WASHINGTON — Everyone feels the aches and pains as they age, but physical fitness is even more important to avoid injury. Exercise also helps keep the aging heart healthier, and keeps your metabolism active to maintain a healthy weight.
There is also a faster decrease on muscle mass in seniors that leads to weaker bones which affect balance, and that leads to falls.
The decrease in muscle mass is called sarcopenia. According to the National Institutes of Health we lose 3-8 percent of muscle mass, strength, and function per decade after the age of 30, but the decline is much higher after the age of 60.
Fitness Manager Leslie LaPlace of Goodwin House Incorporated says, "Particularly for older adults, it can help reduce the risk for chronic diseases like osteoporosis and heart disease."
Goodwin House is a non-profit senior living and healthcare services organization in Northern Virginia. They serve more than 1,400 older adults and part of their program aims to help residents and members stay active healthy and mobile.
So LaPlace shares a couple of simple exercises that can make a big difference for seniors.
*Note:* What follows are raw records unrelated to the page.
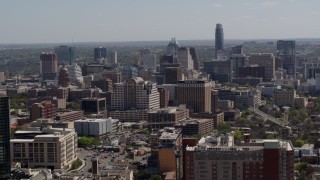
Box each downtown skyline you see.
[0,0,320,44]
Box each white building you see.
[177,47,194,69]
[10,126,78,169]
[74,118,114,136]
[111,77,160,110]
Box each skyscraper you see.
[177,79,212,113]
[54,46,76,65]
[94,47,107,61]
[277,40,296,76]
[40,53,58,81]
[215,24,224,58]
[0,96,11,179]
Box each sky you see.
[0,0,320,44]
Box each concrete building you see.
[178,119,213,136]
[277,40,297,77]
[158,88,169,108]
[215,24,224,58]
[40,53,58,81]
[273,89,297,107]
[177,79,212,113]
[111,77,160,110]
[249,53,275,81]
[203,60,231,83]
[74,118,112,137]
[54,46,76,65]
[158,128,182,172]
[108,109,150,122]
[183,136,294,180]
[177,47,194,69]
[148,105,189,130]
[142,54,157,71]
[10,127,78,169]
[30,101,56,121]
[0,96,13,179]
[81,98,106,114]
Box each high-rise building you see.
[249,53,275,81]
[93,47,107,60]
[177,47,193,69]
[177,79,212,113]
[215,24,224,58]
[167,38,180,57]
[10,126,78,171]
[54,46,76,65]
[58,66,71,87]
[30,101,56,121]
[183,136,294,180]
[40,53,58,81]
[277,40,296,76]
[203,60,231,83]
[165,67,183,84]
[189,47,200,71]
[111,77,160,110]
[0,96,11,179]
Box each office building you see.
[277,40,297,77]
[54,46,76,65]
[203,60,231,83]
[177,47,193,69]
[158,88,169,108]
[10,126,78,169]
[177,119,213,136]
[58,66,71,87]
[166,38,180,58]
[215,24,224,58]
[273,89,297,108]
[30,100,56,121]
[0,96,12,179]
[93,47,107,61]
[148,106,189,130]
[164,67,183,84]
[183,135,294,180]
[111,77,160,110]
[230,53,248,78]
[40,53,58,81]
[249,53,275,81]
[158,127,182,172]
[176,79,212,113]
[142,54,157,71]
[74,118,112,137]
[189,47,200,71]
[81,98,106,114]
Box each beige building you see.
[249,53,275,81]
[273,89,296,107]
[10,126,78,169]
[177,79,212,113]
[111,77,160,110]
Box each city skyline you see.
[0,0,320,44]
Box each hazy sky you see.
[0,0,320,44]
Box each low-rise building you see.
[10,126,78,169]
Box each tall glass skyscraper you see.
[0,96,11,179]
[215,24,224,58]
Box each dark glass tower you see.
[277,40,296,77]
[215,24,224,58]
[0,96,11,179]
For instance, do a few squats with a study chair.
Sit on the edge of a couch and get up, then sit down. Do this several times to help keep the legs strong.
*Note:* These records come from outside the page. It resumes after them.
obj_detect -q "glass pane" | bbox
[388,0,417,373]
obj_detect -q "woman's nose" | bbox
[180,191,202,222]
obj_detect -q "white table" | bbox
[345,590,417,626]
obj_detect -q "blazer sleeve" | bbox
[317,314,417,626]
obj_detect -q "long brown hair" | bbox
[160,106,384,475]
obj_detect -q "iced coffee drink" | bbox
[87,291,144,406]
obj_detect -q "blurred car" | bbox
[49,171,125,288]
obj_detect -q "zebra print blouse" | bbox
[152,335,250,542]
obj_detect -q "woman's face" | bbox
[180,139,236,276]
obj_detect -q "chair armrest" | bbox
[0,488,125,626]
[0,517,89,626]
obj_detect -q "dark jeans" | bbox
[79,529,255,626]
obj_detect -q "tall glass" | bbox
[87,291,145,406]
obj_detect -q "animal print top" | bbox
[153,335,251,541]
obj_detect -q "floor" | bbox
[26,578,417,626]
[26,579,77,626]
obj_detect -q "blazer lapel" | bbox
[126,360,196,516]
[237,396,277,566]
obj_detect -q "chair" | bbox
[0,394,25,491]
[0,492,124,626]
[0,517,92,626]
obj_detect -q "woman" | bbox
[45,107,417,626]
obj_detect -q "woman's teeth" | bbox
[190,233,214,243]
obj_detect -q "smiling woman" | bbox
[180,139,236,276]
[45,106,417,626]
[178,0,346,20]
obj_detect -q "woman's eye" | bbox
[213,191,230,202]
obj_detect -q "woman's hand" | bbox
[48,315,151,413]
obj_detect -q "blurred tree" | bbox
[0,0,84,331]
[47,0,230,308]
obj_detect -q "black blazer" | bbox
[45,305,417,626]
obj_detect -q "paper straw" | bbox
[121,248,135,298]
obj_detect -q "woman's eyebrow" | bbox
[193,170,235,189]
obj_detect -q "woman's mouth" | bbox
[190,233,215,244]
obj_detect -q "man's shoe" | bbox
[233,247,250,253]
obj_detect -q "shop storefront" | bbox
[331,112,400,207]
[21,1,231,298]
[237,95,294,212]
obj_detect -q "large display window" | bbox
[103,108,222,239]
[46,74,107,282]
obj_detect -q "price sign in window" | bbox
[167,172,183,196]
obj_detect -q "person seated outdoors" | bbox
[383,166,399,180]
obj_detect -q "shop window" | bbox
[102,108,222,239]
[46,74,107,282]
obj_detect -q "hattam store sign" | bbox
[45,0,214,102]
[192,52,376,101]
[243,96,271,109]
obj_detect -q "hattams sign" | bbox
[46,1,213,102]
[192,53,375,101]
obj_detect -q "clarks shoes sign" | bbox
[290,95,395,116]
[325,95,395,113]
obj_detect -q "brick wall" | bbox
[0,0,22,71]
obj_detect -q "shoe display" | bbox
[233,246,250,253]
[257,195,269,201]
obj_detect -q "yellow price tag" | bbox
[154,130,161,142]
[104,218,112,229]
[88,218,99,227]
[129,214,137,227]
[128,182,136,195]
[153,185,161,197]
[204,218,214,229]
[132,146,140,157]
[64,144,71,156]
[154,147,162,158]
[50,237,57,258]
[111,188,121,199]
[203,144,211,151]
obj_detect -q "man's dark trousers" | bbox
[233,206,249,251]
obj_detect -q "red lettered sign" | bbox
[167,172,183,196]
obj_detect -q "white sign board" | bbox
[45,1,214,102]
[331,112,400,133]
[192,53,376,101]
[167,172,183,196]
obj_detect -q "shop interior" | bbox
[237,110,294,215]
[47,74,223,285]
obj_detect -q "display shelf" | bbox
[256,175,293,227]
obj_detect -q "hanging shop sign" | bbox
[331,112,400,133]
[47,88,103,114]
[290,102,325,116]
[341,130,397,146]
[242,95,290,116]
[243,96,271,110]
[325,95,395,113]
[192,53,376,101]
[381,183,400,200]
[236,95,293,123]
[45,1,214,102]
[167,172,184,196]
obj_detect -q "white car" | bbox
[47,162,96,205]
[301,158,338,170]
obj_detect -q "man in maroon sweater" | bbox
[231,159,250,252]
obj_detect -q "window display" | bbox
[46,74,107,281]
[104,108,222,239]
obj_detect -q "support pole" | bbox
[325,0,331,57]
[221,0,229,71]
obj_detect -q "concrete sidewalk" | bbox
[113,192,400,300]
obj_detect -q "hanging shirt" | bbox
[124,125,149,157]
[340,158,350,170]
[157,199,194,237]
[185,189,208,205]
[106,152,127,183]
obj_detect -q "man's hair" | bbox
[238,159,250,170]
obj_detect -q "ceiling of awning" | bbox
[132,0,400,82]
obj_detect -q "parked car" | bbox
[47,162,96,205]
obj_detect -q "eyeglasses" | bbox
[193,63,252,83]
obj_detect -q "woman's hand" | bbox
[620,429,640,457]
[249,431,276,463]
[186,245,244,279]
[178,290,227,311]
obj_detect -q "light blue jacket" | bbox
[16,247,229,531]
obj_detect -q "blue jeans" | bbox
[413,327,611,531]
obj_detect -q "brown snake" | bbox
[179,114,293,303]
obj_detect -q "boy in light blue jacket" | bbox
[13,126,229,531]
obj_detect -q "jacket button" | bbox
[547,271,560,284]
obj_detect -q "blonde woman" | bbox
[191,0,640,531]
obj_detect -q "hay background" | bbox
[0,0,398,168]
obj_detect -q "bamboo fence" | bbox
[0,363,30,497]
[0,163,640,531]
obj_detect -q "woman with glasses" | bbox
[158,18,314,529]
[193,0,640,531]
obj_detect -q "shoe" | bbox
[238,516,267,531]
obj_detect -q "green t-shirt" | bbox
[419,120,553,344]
"Doing squats keeps that lower body nice and strong, it can also help with activities of daily living such as getting up and down out of a chair, on or off the toilet, and in and out of a car," adds LaPlace.
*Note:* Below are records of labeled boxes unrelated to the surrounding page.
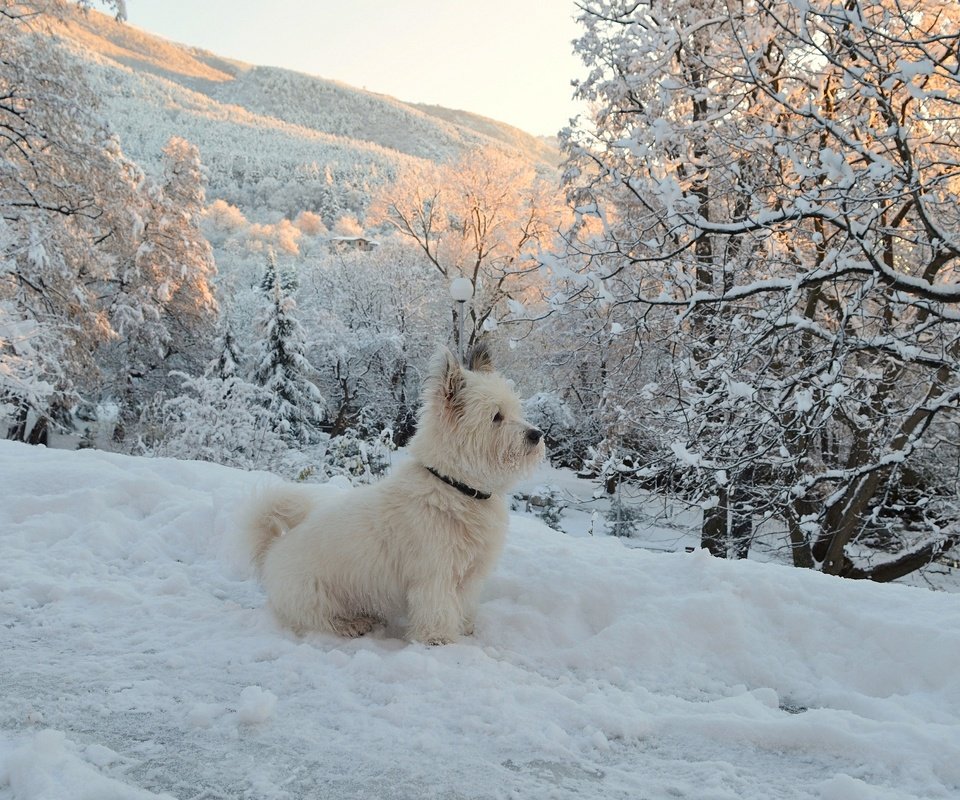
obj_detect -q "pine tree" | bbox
[208,323,242,380]
[253,260,324,444]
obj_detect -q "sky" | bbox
[120,0,585,135]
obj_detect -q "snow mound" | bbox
[0,442,960,800]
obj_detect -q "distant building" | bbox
[327,236,380,253]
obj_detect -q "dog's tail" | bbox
[242,486,313,572]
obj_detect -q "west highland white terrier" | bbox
[246,346,544,644]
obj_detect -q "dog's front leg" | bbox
[407,581,462,644]
[460,580,482,636]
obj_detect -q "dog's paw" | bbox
[410,631,457,647]
[331,616,379,639]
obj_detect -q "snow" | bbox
[0,442,960,800]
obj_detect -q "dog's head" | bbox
[411,345,544,492]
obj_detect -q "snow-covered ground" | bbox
[0,442,960,800]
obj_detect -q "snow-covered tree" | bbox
[253,259,325,444]
[564,0,960,580]
[139,372,288,469]
[0,0,133,440]
[370,147,563,356]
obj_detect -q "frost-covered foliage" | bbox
[0,0,216,441]
[558,0,960,580]
[323,428,397,484]
[139,373,288,469]
[370,147,563,356]
[252,252,325,444]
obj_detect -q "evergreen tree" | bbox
[253,260,324,444]
[208,323,242,380]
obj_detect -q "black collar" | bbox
[424,466,490,500]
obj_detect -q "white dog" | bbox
[246,347,544,644]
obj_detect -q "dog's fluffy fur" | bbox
[246,348,544,644]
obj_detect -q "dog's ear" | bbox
[467,342,493,372]
[430,347,465,409]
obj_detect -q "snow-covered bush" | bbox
[323,428,397,483]
[137,373,290,469]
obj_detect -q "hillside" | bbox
[0,441,960,800]
[43,11,559,219]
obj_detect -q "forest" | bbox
[0,0,960,581]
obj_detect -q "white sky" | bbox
[120,0,584,135]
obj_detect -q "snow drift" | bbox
[0,442,960,800]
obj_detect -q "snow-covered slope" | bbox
[0,442,960,800]
[47,11,557,177]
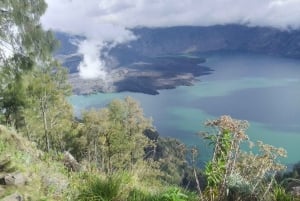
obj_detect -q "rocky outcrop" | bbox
[56,25,300,95]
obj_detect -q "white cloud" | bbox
[42,0,300,79]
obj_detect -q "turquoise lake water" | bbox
[70,53,300,164]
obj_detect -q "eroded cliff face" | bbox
[56,25,300,94]
[111,25,300,58]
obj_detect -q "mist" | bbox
[42,0,300,80]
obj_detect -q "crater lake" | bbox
[70,52,300,165]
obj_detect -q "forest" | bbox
[0,0,300,201]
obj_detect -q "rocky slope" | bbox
[56,25,300,94]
Check out the senior exercise demo on Great Day Washington
Next, maintain those muscles in the back that will keep you standing nice and straight. You can use either a fitness band, or simply a pair of canned veggies. Sit on a chair and put the band handles or cans in both hands .
LaPlace says, "seated or standing, sitting on the edge of the chair... hinge slightly forward at the hips, arms by your side, then pull back, squeezing your back muscles together."
As a note, before you try these techniques for the first time make sure that you are accompanied by someone.